Title – Thank You for Your Service (2017)

Director – Jason Hall (feature debut)

Cast – Miles Teller, Beulah Koale, Joe Cole, Scott Haze, Haley Bennett, Amy Schumer, Keisha Castle-Hughes

Plot – Follows the lives of three American soldiers who return from their tour of the Middle East changed men, each struggling to adapt to their everyday lives away from the battle zone.  

“I need you to talk to me”

Review by Eddie on 26/11/2019

Bypassing the battlefield almost entirely, Thank You For Your Service is a different type of war movie that focuses on the fight back on home soil and internally rather than the bullet strewn one that takes place in the combat zone.

Based on a collection of real soldiers stories and their battles to find themselves and their purpose once they left the wind swept and dust filled surrounds of their service in the Middle East and returned home, Service is heavy going with not much light on offer throughout but in taking an approach that feels real and lived in, Jason Hall’s film delivers and important message and offers a different take to the usual gung-ho and macho driven American war films that we are used to.

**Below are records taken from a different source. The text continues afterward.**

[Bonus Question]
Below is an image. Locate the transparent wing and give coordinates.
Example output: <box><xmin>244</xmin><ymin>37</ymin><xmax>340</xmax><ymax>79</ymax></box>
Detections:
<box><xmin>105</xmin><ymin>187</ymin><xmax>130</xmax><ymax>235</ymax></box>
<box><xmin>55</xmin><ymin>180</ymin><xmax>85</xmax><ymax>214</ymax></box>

Following three young men back to their home town, Miles Teller’s stoic Adam Schumann, Beulah Koale’s shaken Tausolo Aieti and Joe Cole’s Billy Waller, Service is in many ways a quiet film that focuses heavily on subtle character beats and interactions with actions often being louder than words but it’s exactly the way in which these men feel as though they need to deal with their problems, inwardly and without fuss and its where Service finds its power.

It feels as though Hall and his team didn’t mine all the dramatic gold from Service that could’ve been available to them, Teller feels a league above his other co-stars who all get short straws with screen time and with their delivery and the film at times gets stuck in a rather repetitive rut, but when Service packs a punch it’s often a strong one and come the films moving final stretch you begin to appreciate the films approach to telling a story that should feel far more familiar than it does.

In a landscape full of war films of all shapes and sizes, it’s refreshing to sit back and contemplate what life after war really looks like. We’ve seen plenty of examinations of PTSD and the sad way war sticks to those that experience it first-hand but Service brings it back to an everyday level where not all is apparent straight away to us as viewers and we begin to discover and unlock the scars of the battle these man fought, powerfully played out in a restrained manner by Hall who waits until the endgame to showcase the exact moment that changed these men’s lives forever.

Final Say –

This is not a war film for those seeking Hollywood stylized battles and programming as Thank You For Your Service takes a more character driven and restrained approach to showcasing the aftermath of bullets and destruction. Not ground-breaking by any means, but powerful enough to seek out for those willing to explore the darkness of War that rages in the mind.